In Front-Line Leadership: How to Eliminate Complacency and Build All-In Engagement, Patrick Nelson delivers on all fronts by writing a book that is personable, usable and effective for both military and civilian audiences.
There are four elements to creating an effective military-to-civilian transition framework. The first is author credibility. Nelson delivers his honest, up-front and no-nonsense lessons in a clear, consistent and intellectually available way for a wide audience.
Nelson’s military credentials as an Army NCO are a welcome addition to this field. Most authors in the military-to-civilian field are officers with a similar perspective that lacks fresh insight. Nelson breaks through this “officer-as-expert” perspective with practicality, streamlined insight and day-to-day tips essential to organizational success.
Too often, military-to-civilian books overfocus on strategy and lose the leadership component. Nelson’s focus on leadership foundations, setting examples and teaching is welcome. NCOs are among the best, most underappreciated secrets for organizations seeking to improve workforce skills and leadership.
The second element for an effective military-to-civilian transition framework is clear organization. Front-Line Leadership is divided into three parts: Leading Yourself, Leading Teams and Leading the Culture, each with four chapters. Every chapter explains the importance of its subject, offers examples from Nelson’s military service and concludes with a personal challenge for the reader.
The use of simple writing and clear advice makes this book a useful, quick and effective read. It offers the perfect recipe during military-to-civilian transitions when time and immediate advice are of the essence.

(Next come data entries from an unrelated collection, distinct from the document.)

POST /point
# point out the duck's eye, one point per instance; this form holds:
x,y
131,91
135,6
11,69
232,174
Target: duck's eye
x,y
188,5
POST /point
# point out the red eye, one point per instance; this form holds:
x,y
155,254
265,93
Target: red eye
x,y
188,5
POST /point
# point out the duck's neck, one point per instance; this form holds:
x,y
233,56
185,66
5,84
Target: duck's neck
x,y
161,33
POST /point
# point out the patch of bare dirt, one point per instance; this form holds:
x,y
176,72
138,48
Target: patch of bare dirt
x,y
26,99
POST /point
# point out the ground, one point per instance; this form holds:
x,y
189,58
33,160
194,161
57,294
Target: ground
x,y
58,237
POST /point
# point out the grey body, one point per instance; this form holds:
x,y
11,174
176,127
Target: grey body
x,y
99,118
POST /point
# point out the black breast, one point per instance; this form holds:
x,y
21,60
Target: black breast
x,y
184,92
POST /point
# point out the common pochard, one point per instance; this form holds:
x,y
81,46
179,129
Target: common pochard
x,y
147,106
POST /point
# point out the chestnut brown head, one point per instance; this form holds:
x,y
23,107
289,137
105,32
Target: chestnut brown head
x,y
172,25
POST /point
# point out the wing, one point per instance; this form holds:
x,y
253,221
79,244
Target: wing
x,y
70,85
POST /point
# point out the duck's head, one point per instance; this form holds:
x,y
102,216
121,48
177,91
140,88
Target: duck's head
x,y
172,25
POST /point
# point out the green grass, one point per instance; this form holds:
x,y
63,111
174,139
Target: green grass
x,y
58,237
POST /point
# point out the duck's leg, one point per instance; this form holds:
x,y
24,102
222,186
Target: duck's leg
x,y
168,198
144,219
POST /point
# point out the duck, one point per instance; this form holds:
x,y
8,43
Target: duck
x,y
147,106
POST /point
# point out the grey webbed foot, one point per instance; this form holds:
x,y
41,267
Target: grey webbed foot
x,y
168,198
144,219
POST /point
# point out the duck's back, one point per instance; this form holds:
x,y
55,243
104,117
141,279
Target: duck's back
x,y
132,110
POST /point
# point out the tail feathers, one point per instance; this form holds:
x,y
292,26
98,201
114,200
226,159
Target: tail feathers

The third element is the “how-to” of translating military skills into organizations. Nelson provides solid examples of his military experience and how he effectively used his skills of motivation, accountability and leadership within a military context. What is missing in this book are more detailed descriptions of how those military skills translate to the civilian world. Instances of how businesses lost their employees’ motivation and then used Nelson’s teachings to restore that motivation would have been a welcome addition.
The fourth element of the transition framework is helping civilian audiences understand the value of military skills within their organizations. In the Leading the Culture section, Nelson does his best work in identifying failures in organizations and businesses, and how military skills could fill the gap. He uses examples ranging from failed health technology company Theranos (poor culture) to The Container Store (good culture) to demonstrate how military skills are valuable for civilian audiences.
Front-Line Leadership does a solid job demonstrating how to use leadership and planning in academic, business, nonprofit, military and government settings. This book is a must for any soldier transitioning to the civilian world, and it also would be a key reference for undergraduate and graduate business classes stressing the importance of leadership.
Nelson has delivered an excellent first work that brings the value of military skills to a broad audience.
Lt. Col. Chad Storlie, U.S. Army retired, is an adjunct professor of marketing, a midlevel marketing executive and the author of Combat Leader to Corporate Leader: 20 Lessons to Advance Your Civilian Career.